Setting up and Getting Started with Power BI Embedded
This week's Data Exposed show welcomes back Maxim Lukiyanov to talk more about Spark performance tuning with Spark 2.x. Maxim is a Senior PM on the big data HDInsight team and is in the studio today to present Part 2 of his 4-part series.
Topics in today's video:
[01:40] - DataSets vs. DataFrames vs.

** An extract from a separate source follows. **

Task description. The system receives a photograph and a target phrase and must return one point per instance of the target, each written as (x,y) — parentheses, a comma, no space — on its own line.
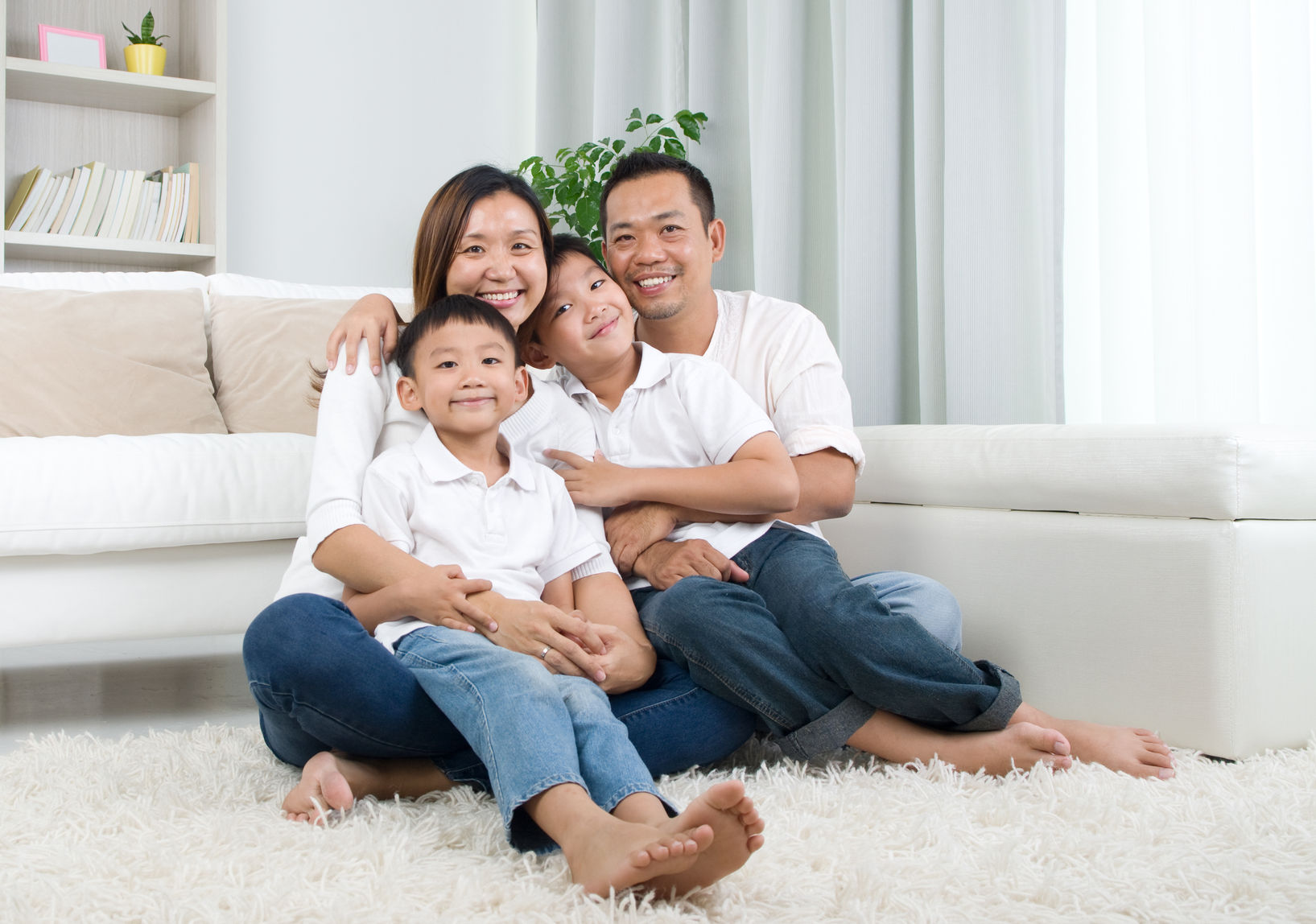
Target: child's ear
(534,356)
(408,394)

RDDs
[10:45] - Garbage Collection Overhead and Executor Size
[18:20] - Data Formats
[22:35] - Data Partitioning
[26:25] - Caching
Be sure to follow the Data Exposed show on Twitter at @DataExposed!
If I recall correctly, DataFrames were introduced in Spark 1.3 as a "preview", but they are are definitely there in "production" mode in 1.6.
Also, Spark is not all that great in handling Hive tables with hundreds and thousands of partitions, though it presumably got better with Spark 2.1 release.
Hi Maxim,
just to clarify...the talk about caching (around 30 mins) is talking about techniques for caching data prior to processing as opposed to RDD caching (aka .persist() ), correct?
the reason for asking is that I've directed some of my colleagues here and I don't want there to be any confusion such as "errr...I thought Spark had an inbuilt caching feature, why is Maxim telling me not to use it?" I think it's important to clarify that you're taking about a different kind of caching here.
@jamiet: Hi Jamiet, .persist(), .cache() and "CACHE TABLE foo" are different ways to use the same native spark caching methods. Native caching in spark can be used and is effective, especially in the ETL pipelines where you need to cache intermediate results. But you need to keep in mind that native caching doesn't work well with partitioned tables. Therefore more generic and reliable caching technique is storage layer caching.